Brandon Park
- Interactive map of Brandon Park
- Location: Fairy Meadow, Wollongong.
- Coordinates: 34°24′12″S 150°53′55″E﻿ / ﻿34.4034°S 150.8987°E
- Owner: Wollongong City Council
- Operator: University of Wollongong
- Capacity: 15,000
- Surface: Grass

Construction
- Demolished: 2003 (re-purposed)

Tenant
- Wollongong Wolves (1988–2000)

= Brandon Park =

Sports venue in Wollongong, New South Wales

The former Brandon Park at Fairy Meadow was the home ground of the Wollongong Wolves FC in the defunct National Soccer League from 1988 until 2000. The old site was then leased to University of Wollongong to be used as a satellite site named the Innovation Campus.

==History and usage==
Brandon Park was the host of many various events throughout its history. It was most notable as the home ground of Wollongong Wolves FC. The Wolves played in the highest level of competitive Australian soccer, the National Soccer League. The club played out of Brandon Park from 1988 until University of Wollongong saw potential in the site as the home of their new Innovation Campus.

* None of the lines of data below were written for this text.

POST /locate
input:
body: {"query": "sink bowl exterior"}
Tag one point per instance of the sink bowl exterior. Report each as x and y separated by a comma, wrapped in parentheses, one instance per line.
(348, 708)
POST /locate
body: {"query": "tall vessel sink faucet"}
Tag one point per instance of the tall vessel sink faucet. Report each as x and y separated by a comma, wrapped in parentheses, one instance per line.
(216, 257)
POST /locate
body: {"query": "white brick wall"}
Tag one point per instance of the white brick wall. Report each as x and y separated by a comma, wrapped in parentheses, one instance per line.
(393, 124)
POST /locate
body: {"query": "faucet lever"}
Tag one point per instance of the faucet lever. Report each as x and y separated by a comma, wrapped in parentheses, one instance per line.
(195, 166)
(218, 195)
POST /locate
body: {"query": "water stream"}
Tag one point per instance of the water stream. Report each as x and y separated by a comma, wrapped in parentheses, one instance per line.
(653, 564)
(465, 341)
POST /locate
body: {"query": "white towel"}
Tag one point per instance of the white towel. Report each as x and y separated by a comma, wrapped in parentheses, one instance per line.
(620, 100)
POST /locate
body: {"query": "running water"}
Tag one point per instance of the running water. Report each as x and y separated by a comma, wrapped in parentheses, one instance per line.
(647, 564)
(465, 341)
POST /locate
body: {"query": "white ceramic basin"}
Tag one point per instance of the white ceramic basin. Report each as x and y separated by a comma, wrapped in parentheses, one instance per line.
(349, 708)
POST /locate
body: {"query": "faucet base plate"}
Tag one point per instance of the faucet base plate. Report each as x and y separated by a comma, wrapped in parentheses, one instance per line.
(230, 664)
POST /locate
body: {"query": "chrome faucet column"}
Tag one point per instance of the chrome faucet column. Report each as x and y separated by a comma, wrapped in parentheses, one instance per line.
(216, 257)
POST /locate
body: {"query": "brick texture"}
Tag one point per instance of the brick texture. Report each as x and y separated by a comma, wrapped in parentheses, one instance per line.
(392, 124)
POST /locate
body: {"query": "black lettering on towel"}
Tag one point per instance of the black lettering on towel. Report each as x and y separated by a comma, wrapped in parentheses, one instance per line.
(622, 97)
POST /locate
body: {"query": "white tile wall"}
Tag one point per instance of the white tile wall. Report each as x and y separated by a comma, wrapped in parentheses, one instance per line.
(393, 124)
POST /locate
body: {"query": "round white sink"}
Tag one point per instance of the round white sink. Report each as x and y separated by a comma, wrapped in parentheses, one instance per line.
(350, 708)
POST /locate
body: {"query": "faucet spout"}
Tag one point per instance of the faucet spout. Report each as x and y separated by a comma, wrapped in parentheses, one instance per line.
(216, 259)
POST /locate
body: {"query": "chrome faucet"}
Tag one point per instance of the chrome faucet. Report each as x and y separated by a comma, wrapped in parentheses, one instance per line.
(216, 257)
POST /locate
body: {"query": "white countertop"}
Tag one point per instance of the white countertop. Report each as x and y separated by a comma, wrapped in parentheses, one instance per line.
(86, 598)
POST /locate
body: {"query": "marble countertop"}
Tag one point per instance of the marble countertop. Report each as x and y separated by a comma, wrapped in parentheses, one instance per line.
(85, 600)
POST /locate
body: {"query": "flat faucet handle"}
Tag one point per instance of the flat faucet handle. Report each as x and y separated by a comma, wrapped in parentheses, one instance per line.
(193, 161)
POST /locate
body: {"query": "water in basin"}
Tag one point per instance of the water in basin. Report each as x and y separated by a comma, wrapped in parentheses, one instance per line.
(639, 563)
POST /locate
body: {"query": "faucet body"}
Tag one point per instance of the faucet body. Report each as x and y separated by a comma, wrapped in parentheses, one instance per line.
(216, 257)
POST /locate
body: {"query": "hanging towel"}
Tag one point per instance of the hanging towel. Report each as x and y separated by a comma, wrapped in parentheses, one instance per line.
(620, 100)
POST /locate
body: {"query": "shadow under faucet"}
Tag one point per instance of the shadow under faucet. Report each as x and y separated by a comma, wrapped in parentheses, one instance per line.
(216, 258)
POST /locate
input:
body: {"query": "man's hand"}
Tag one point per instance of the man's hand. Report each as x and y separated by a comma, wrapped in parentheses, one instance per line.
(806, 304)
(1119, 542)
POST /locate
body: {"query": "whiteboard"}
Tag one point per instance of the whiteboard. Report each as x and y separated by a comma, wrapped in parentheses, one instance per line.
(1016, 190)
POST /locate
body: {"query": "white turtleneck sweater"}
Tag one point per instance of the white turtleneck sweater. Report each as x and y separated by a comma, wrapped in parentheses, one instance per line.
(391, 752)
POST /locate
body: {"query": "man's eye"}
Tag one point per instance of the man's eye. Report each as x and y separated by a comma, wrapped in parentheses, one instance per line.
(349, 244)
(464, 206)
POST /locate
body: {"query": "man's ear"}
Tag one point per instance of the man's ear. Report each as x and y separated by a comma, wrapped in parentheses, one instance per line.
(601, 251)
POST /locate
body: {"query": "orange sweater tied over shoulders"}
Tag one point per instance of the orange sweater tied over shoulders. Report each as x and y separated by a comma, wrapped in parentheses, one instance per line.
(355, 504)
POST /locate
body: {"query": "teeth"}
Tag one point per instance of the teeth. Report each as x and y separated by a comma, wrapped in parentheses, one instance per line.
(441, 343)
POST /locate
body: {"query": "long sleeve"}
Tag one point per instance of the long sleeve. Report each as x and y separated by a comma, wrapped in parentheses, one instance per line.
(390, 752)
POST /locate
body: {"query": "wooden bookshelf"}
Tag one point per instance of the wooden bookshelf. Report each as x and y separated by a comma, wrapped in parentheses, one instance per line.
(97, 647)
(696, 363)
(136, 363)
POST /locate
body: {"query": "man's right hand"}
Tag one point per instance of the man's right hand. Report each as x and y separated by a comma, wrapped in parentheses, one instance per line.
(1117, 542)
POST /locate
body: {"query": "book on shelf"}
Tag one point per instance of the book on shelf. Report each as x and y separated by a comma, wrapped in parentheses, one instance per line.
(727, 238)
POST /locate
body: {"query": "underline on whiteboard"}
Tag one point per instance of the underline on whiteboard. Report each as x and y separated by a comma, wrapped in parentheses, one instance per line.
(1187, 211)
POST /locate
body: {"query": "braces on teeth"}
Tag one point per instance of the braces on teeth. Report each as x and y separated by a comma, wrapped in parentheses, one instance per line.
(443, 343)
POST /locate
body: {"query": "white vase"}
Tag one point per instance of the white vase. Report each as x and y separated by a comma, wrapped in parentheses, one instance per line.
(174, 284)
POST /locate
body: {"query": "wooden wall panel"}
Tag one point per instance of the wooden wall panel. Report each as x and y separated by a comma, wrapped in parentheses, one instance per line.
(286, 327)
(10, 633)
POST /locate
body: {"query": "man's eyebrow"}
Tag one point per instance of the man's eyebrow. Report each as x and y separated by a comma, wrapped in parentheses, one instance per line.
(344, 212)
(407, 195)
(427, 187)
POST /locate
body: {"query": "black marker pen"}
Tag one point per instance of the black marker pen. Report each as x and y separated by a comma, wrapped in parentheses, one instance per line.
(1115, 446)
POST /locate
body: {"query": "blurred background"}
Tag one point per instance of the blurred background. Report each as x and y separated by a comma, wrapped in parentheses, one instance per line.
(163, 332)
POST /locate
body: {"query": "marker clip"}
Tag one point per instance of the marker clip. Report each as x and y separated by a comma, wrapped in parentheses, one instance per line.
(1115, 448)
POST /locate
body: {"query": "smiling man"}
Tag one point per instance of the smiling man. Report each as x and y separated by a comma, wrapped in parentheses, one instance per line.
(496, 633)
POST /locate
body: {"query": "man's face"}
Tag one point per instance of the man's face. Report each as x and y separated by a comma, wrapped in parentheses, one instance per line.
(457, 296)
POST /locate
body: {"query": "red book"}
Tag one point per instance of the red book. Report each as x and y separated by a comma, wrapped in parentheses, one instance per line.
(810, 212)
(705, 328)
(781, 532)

Wollongong Wolves and Wollongong Olympic FC both had leases on the ground until 2008 but were coerced to leave the site. On 1 November 2002, Brandon Park was formally transferred from the Wollongong Sportsground Trust to the University of Wollongong and in 2003 was demolished.

Brandon Park also hosted a Midnight Oil concert in 1986 and a Socceroos game in 1996.